The 100L has IS, which you might find most helpful if you using the lens for non-macro purposes, where the stabilization may give the equivalent of 3 or 4 stops of assistance (allowing sharp shots handheld at 1/25 shutter speed, for example). At high magnifications (near 1:1) don't expect as much assistance.... maybe the equivalent of about one stop (maybe allowing 1/80 or 1/100 shutter speed).
The 100/2.8 USM (not the L/IS) sells for a lot less and doesn't have IS. Image quality of the two 100mm macro lenses is about equal.
I particularly like the Canon 100mm macro lenses because they can optionally be fitted with a tripod mounting ring. Most lenses this focal length and shorter don't offer that option and I find the tripod ring very useful for macro shooting.
But I also use a 60mm macro lens, for it's smaller size and portability. I take it in my camera bag when I don't know whether or not I'll be shooting macro, but want it handy just in case. On the other hand, if I'm out with the primary intention of shooting macro I carry the 180/3.5L, 100/2.8 USM and MP-E 65mm macro lenses (the last is an ultra-high magnification, manual focus macro lens), along with macro flashes MT-23EX and ML-14EX.
Regarding your telephoto zoom...
The 100-400mm f3.5-5.6 zoom can be fitted with a teleconverter, but you will lose auto focus on both your cameras. A 1.4X teleconverter would make that zoom an effective 140-560mm f5.0-8.0, and your cameras are only designed to focus with f5.6 and faster lenses (Canon 1D series and 5D MkIII can focus to f8). Adding a 2X would be ever worse, costing two full stops of light and making the zoom an effective 200-800mm f7.1-11. There are some work-arounds... such as manually focusing. You also can tape over a couple of the contacts on the teleconverter, so the camera doesn't know it's there and still tries to focus, just don't expect it to be very fast.
Also, in generaly teleconverters work better, give nicer image quality on prime lenses rather than zooms. A 1.4X on your zoom might not be too bad. But a 2X likely might not give satisfactory image quality.
But, hey, 400mm is already a whole lot of lens on your cameras! You might try a teleconverter.... or just work at get ting closer to your subjects. Part of the fun and reward of wildlife photography is getting close enough to get the shot (safely, of course).
I spent three months getting acquainted with this coyote to the point she'd sit nearby or even lie down and fall asleep within arm's reach, and was rewarded with lots of photo opportunities. These two images were shot with a 135mm lens (on 7D)....

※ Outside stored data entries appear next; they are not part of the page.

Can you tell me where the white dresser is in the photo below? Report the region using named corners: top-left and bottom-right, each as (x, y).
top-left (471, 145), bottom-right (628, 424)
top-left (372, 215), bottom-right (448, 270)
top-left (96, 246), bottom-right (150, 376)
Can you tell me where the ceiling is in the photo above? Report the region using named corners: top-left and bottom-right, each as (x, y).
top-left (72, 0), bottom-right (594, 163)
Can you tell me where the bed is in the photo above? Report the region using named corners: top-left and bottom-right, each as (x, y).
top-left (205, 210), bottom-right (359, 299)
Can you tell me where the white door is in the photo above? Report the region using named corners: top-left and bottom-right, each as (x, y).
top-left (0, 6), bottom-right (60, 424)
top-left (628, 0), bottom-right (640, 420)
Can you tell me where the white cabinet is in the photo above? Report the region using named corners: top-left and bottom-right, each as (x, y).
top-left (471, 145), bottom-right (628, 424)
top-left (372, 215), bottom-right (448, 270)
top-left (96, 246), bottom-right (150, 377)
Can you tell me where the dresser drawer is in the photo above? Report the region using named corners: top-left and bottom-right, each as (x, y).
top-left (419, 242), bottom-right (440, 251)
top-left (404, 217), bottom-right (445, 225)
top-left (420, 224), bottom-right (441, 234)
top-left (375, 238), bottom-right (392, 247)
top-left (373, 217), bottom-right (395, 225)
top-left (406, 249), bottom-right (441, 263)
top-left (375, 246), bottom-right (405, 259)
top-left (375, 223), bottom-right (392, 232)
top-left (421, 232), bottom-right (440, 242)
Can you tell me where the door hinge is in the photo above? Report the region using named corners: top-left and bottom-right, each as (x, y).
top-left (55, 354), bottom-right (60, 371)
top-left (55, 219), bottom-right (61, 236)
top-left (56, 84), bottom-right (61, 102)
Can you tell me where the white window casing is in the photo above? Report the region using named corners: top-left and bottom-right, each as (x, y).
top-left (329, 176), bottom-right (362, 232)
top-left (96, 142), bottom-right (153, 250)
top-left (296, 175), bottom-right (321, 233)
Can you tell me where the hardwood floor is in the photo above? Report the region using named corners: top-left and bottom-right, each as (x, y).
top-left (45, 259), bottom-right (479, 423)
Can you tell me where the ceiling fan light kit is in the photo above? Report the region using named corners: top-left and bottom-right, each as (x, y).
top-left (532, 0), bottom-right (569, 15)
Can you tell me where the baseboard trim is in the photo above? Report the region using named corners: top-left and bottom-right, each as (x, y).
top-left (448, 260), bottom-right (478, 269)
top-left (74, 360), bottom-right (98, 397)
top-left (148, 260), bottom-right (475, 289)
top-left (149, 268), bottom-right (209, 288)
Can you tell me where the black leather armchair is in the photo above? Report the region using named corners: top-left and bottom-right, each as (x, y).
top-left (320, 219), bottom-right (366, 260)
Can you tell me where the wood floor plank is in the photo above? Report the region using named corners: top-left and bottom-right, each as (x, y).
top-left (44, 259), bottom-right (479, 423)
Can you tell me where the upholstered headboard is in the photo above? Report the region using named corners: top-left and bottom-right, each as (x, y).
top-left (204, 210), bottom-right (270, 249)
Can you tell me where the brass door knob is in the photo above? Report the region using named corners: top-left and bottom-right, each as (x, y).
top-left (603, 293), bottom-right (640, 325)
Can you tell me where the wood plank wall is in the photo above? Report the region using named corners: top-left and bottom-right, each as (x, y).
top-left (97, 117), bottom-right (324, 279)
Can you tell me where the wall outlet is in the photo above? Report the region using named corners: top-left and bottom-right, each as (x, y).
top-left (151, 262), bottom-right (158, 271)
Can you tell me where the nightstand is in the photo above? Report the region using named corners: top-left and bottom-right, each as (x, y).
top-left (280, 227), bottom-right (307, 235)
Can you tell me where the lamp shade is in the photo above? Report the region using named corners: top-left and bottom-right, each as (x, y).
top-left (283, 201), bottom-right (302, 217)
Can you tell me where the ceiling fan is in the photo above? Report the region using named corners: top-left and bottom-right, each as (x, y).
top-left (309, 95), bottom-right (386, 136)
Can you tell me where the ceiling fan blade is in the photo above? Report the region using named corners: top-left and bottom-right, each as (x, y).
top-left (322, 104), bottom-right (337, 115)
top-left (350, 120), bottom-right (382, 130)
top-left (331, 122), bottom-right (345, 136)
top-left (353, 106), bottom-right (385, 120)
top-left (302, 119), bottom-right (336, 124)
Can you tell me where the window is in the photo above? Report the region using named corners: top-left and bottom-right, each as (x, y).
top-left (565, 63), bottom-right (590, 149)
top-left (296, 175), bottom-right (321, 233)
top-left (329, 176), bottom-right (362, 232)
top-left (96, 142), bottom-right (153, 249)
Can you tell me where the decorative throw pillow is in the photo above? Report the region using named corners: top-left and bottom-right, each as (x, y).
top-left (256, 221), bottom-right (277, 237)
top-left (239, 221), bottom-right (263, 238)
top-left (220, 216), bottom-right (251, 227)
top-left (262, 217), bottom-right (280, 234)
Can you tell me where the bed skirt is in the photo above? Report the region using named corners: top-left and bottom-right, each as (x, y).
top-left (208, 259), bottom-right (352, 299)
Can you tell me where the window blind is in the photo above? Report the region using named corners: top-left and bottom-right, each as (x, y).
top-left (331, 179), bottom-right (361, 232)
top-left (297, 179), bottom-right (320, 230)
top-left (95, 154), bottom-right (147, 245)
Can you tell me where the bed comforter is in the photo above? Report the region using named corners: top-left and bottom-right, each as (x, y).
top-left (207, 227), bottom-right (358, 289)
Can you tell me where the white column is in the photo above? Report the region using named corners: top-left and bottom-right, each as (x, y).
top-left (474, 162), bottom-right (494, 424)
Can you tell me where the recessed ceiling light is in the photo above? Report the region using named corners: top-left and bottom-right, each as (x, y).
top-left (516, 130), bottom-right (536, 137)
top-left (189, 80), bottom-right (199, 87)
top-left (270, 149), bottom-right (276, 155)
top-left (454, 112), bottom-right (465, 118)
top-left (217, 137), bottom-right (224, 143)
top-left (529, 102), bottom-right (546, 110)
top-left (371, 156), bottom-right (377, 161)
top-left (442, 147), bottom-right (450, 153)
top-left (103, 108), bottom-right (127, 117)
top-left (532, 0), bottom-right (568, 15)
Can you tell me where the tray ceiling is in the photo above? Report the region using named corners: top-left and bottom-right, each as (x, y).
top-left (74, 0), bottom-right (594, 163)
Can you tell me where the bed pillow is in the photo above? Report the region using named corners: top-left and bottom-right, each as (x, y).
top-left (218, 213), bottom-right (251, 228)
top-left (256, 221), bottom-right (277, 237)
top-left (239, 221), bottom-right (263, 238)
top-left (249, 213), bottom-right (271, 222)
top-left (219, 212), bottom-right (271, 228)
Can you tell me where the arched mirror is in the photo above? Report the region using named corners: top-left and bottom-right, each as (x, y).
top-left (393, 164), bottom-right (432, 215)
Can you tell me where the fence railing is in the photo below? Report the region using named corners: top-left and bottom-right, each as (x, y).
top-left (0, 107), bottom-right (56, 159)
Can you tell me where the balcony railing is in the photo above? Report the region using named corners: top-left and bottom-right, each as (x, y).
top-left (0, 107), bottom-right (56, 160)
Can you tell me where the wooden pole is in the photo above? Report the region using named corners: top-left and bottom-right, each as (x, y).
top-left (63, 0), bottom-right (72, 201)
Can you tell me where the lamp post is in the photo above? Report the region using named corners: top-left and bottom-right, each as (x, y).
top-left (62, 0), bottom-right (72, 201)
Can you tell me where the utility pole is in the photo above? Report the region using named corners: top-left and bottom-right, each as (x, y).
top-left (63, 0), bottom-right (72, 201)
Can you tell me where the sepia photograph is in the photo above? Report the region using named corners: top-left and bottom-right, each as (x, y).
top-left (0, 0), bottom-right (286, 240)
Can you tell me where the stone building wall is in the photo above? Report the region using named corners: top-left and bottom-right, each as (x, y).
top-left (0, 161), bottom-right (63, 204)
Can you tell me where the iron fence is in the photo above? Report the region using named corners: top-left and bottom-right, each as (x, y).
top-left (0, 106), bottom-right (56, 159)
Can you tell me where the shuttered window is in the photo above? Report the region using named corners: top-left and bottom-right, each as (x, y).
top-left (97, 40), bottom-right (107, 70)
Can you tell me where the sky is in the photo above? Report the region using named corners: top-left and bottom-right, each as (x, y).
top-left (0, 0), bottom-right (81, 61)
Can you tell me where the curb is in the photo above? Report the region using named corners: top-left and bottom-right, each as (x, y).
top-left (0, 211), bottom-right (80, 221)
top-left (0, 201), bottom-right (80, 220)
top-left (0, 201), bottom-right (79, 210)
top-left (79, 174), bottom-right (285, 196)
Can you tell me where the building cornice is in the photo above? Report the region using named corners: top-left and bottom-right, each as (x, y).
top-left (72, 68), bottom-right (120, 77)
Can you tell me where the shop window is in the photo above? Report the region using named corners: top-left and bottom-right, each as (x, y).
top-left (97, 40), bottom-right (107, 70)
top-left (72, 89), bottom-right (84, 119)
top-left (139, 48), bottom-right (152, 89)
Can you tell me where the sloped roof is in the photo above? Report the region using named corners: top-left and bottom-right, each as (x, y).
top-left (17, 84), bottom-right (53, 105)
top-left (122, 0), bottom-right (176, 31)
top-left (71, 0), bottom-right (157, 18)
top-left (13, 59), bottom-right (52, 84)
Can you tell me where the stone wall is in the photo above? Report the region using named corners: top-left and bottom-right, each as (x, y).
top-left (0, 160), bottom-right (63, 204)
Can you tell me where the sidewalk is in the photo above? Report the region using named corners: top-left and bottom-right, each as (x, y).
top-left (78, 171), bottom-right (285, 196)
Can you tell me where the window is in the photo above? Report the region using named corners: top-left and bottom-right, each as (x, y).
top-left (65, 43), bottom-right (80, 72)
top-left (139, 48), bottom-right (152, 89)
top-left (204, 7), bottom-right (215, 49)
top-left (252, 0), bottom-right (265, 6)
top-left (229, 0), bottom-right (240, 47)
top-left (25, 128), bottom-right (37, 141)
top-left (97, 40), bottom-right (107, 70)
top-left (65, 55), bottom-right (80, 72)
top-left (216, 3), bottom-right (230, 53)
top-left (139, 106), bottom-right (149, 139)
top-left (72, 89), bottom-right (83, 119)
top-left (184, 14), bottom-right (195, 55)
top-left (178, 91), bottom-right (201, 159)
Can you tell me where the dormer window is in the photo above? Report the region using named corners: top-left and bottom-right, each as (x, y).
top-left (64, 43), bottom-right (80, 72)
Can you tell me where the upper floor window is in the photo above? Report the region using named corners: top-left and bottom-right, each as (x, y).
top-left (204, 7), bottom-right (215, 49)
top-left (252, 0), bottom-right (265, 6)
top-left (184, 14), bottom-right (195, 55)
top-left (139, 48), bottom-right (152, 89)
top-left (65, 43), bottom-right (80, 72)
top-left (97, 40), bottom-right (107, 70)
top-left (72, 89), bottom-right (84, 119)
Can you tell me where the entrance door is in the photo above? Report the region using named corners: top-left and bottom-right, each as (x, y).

Those opportunities are rare, though. Often I carry a Canon 300/4 IS lens, which does happen to work well with a 1.4X teleconverter. The image below was made with the 300mm lens alone, once again on a 7D...
Same lens and camera for this one...
The image below was shot with the 300mm plus 1.4X (on a 5D Mark II)....
There can be opportunities with captive subjects, too... Following was shot with 70-200mm lens, on a film camera (i.e. full frame), at a neat safari-style zoo in Oregon...
Work on your stalking skills, use blinds, use calls and attractants to get the critters to come closer to you. Look for locations where the animals frequently feed or relax and are approachable. In parks where there are a lot of people birds and animals will often let you get pretty close, too.
Your car can be used as a blind... animals often allow a car to slowly approach pretty closely. Below image was shot from my car window, with 300mm lens (on a film camera)...
Yes, I do use longer lenses sometimes. Enough to know that no matter how long a lens you have, there will always be wildlife subjects that are just out of reach. Bird photographers, in particular, will tell you there is no such thing as a "long enough" lens! Some subjects will just be too far away... and when they are I figure that's a good time to put down the camera, relax and enjoy the show.